Open InkyZima opened 1 year ago
Last i knew, 5.19 kernel was not supported by ROCm. Try downgrading 5.17 kernel.
Actually, installling rocm 5.5 just released and supports kernel 5.19. You can try updating that on the host system.
very interesting! thanks a lot for the info. Will try ASAP, this weekend latest, and let you know. fingers crossed (:
btw, you are missing a ' at the end of the line in the readme in "Run on the command docker build . -t 'stable-diffusion-webui-rocm"
tried; didn't work with kernel 5.17.15 and rocm 5.4.2. it keeps producing NaNs / black images only. Regarding rocm 5.5: i don't know how to get that to work; i can install rocm 5.5 from amd on my host, but there is no torch rocm5.5.
How are installing rocm on the host system?
I'm using the deb Installation and the rocm packages are very picky. You can't just use mainline/urkuu and install a kernel of the 'supported' version.
With rocm 5.4.2, I had to install the kernel deb package, linux-oem-22.04
deb package. This will give rocm the 5.17 the package it is expect. Pytorch wants this version too.
With rocm 5.5, things get messier. Last I knew, pytorch only officially supported up to 5.4.2. They haven't added 5.4.3 or 5.5 support officially yet.
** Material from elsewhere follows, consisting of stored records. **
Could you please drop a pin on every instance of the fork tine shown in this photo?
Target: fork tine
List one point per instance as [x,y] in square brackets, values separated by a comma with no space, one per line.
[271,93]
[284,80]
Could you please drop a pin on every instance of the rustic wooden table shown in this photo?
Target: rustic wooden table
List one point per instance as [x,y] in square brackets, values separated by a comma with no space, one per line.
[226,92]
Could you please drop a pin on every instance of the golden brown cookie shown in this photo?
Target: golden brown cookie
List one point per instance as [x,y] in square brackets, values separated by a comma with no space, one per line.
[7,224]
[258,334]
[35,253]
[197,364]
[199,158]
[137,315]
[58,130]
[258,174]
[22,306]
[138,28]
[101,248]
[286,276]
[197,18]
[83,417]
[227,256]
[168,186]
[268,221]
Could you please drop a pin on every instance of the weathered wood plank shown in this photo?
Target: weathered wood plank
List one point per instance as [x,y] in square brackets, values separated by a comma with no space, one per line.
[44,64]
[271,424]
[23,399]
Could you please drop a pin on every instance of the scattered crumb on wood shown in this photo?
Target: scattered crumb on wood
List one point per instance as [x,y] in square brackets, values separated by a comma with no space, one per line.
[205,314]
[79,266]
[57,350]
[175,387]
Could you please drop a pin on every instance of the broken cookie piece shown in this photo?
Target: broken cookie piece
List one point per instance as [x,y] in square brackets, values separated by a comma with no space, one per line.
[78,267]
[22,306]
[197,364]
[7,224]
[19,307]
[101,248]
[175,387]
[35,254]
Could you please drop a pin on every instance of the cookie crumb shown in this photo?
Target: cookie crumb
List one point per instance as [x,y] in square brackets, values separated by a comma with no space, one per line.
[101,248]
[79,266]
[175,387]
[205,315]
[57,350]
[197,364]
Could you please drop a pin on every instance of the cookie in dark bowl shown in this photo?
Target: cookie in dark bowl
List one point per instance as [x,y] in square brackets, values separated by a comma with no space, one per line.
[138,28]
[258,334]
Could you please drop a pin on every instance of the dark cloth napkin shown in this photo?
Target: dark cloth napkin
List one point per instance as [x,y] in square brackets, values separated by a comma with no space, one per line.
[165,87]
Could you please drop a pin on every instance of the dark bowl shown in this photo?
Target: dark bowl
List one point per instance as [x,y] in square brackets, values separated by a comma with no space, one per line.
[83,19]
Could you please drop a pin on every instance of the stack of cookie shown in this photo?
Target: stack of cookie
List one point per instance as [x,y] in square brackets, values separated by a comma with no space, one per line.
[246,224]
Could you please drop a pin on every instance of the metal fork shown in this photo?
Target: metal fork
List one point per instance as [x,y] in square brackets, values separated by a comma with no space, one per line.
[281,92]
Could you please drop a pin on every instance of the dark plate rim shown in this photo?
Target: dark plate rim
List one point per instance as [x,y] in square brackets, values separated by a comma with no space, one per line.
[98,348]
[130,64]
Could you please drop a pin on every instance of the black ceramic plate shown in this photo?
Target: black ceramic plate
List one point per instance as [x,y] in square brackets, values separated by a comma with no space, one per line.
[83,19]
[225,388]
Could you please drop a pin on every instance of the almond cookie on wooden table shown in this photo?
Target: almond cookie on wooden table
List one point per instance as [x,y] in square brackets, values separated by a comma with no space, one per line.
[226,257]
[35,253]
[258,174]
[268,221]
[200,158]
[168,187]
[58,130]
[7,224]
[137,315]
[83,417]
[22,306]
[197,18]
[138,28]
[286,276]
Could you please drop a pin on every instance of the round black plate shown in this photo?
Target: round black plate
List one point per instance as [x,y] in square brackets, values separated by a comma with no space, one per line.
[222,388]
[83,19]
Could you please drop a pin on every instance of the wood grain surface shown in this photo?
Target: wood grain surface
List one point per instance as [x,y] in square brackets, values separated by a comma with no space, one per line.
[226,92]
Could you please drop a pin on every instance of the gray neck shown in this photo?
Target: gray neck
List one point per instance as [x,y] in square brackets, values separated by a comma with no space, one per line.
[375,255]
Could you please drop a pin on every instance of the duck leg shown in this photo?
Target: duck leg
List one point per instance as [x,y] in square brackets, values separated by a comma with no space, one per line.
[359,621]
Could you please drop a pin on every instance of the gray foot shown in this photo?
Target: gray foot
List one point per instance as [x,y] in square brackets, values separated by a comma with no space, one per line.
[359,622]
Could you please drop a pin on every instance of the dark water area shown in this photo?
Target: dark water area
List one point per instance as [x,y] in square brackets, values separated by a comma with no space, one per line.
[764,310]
I'm assuming rocm 5.5 is based off the linux-image-generic-hwe-22.04
deb kernel package. I'm testing it now. Can't say I'm holding my breath here. So we can try mixed versions. Not great, if it helps it could be helpful for people.
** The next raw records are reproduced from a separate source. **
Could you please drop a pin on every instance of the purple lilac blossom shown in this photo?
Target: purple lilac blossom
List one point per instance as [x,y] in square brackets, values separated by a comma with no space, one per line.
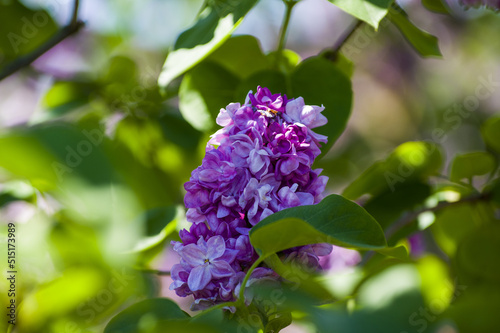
[259,163]
[492,4]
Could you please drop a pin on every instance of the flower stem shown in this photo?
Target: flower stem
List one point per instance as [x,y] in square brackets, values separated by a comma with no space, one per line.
[241,298]
[284,27]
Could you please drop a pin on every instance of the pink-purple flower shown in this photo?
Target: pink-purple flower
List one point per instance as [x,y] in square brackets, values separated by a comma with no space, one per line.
[259,163]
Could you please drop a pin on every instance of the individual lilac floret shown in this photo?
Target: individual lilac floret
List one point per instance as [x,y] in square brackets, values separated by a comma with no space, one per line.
[207,262]
[259,163]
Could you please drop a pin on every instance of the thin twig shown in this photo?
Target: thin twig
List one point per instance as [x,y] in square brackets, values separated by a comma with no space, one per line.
[409,218]
[74,26]
[346,35]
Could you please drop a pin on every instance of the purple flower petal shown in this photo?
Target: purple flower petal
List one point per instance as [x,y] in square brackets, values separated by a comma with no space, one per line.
[220,269]
[199,277]
[192,255]
[215,247]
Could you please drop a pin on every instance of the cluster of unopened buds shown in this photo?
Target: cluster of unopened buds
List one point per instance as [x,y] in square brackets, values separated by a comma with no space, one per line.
[259,163]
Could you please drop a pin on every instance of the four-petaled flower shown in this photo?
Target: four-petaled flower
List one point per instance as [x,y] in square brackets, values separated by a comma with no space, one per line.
[207,262]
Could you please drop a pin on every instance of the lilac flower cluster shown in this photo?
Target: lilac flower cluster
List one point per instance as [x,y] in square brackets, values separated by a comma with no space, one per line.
[262,164]
[492,4]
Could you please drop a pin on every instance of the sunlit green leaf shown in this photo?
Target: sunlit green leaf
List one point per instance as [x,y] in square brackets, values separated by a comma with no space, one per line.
[491,133]
[409,162]
[425,43]
[24,29]
[241,55]
[438,6]
[334,220]
[203,92]
[389,205]
[272,79]
[320,82]
[142,316]
[279,322]
[453,224]
[213,28]
[471,164]
[479,252]
[370,11]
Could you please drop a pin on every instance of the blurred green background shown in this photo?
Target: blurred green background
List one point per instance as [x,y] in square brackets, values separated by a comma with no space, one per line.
[93,158]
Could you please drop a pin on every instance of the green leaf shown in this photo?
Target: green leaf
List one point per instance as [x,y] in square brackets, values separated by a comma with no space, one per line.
[475,308]
[159,223]
[280,321]
[177,130]
[215,26]
[288,60]
[411,161]
[491,133]
[453,224]
[300,278]
[390,205]
[438,6]
[334,220]
[24,30]
[152,310]
[203,92]
[241,55]
[65,96]
[272,79]
[479,252]
[369,11]
[398,252]
[320,82]
[424,43]
[471,164]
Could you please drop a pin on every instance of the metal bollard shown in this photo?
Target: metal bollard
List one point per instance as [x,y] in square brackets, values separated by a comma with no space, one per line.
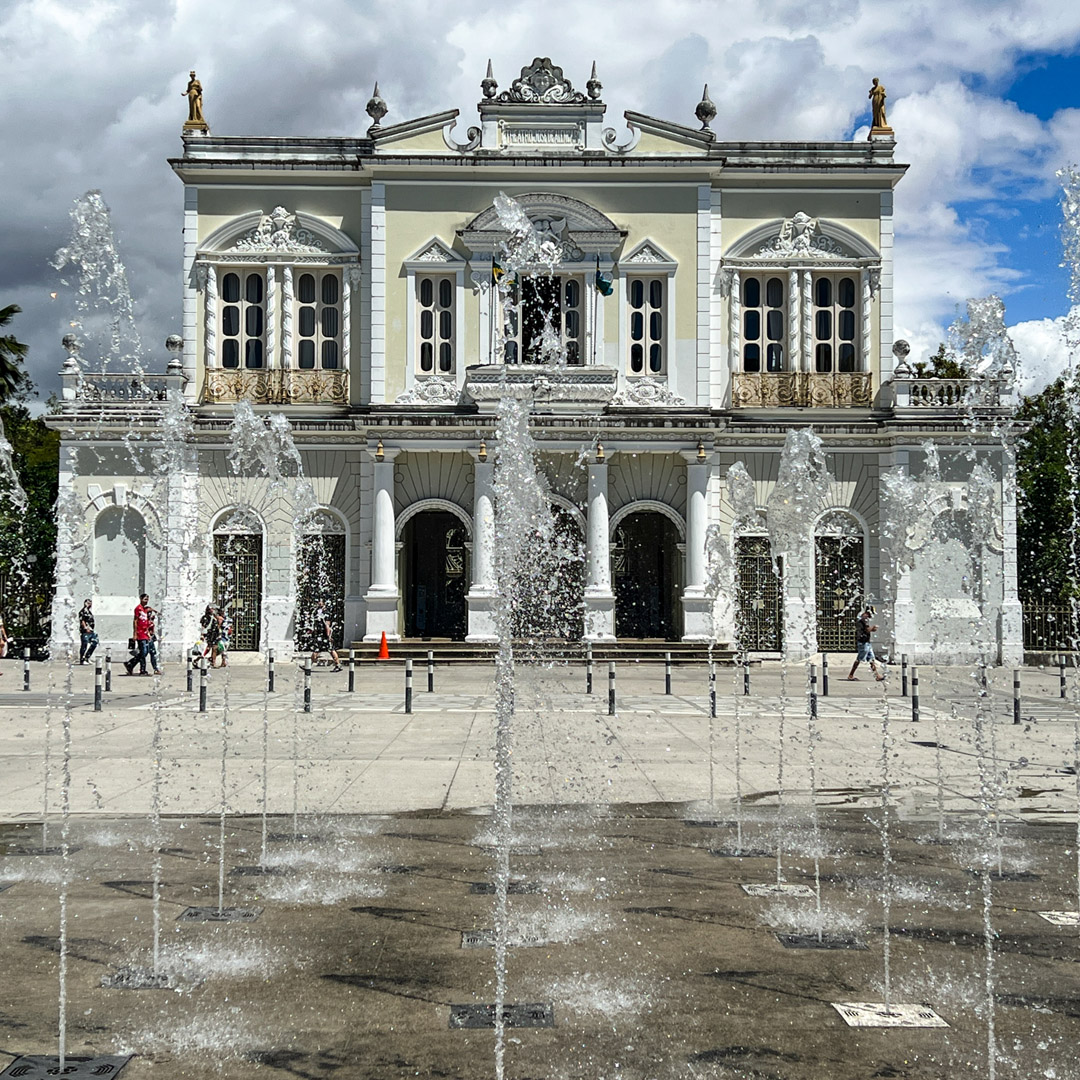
[202,685]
We really need my rocm development / testing. It feels like rocm is a second class citizen to cuda.
thanks for the info. ill try to spend some more time testing this weekend. Though it might be wise to just wait a few weeks until pytorch+rocm5.5 is out. Related: https://github.com/vladmandic/automatic/discussions/741#discussioncomment-5809102
I just updated the rocm5.5
branch. That loads the rocm 5.5 deb packages but still uses the SDW 5.4.2rocm build. I haven't had any issues with the mixed version so far.
You can easily build the image by using the command bash build.sh rocm5.5
and deploy it with the standard docker-compose command.
See how it works for you.
Hi, thanks for the effort; unfortunately no luck; same NaN error.
As a side note (Im sure there's a way to do this, Im just not Docker skilled enough); when wanting to change the COMMANDLINE_ARGS
(such as, for example to try and see if it works with --precision full --no-half
), i would edit the docker-compose.yml
(e.g. uncommenting that env variable), and that would lead to re-download of pytorch (that is 1.5GB of data) on next docker-compose up
, which is annoying. I think this could be avoided.
Thanks again for the effort.
That is sort of how the SDW application works. I can't really help that. That's inside the application. When you update the docker-compose, docker redeploys the whole container, so SDW can't find the previous download and thus redownload.
The other option is to make is part of the container image which isn't ideal.
Context: I am here from https://github.com/AUTOMATIC1111/stable-diffusion-webui/issues/5468. @hydrian i tried this repo / docker; it does not work for me. AMD RX 6800. clean Lubuntu host (5.19 kernel). I also tried --precision full, --no-half, "Upcast cross attention layer to float32". --disable-nan-check just produces black images.